Dieta Zona Vegana: Guida Completa 16 febbraio 2016 – Posted in: Dieta Vegetariana, Nutrizionista dieta Zona, Ricette in Zona – Tags: , , , , ,

La Zona Vegana. Come fare una dieta bilanciata

 

Dieta Zona VeganaÉ opinione errata di alcuni che la Zona possa essere solo per “Carnivori/Onnivori”. 

Questa pagina vuole quindi ristabilire anche un poca di verità scientifica, oltre a voler essere utile a chi segue una alimentazione Vegana.

Cominciamo quindi con l’affermare che si può essere benissimo Vegani e seguire la Zona.

Serve una prova di questo? È facile trovarla nella stessa formula che contraddistingue la Zona, cioè nel famoso 40/30/30.

Cosa vogliono dire questi tre numeri?
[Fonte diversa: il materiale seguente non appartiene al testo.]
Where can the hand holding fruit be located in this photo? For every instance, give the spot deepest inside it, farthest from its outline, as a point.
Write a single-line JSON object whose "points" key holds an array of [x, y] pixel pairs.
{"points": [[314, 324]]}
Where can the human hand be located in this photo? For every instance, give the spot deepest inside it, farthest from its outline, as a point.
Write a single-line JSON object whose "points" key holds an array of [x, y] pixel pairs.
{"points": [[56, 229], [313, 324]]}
Vogliono dire che, anche per chi non è Vegetariano o Vegano, il 40% delle calorie deve provenire da Carboidrati prevalentemente a basso Indice Glicemico (frutta, verdura o graminacee integrali), un 30% da Grassi (fortemente controindicati quelli animali mentre sono da preferire quelli forniti dall’olio d’oliva e da frutta secca).

Dieta Zona VeganaSe non andiamo errati, quindi, anche nella Dieta Zona per “Carnivori/Onnivori” il 70% (40+30) dell’apporto energetico dovrebbe provenire da alimenti vegetali.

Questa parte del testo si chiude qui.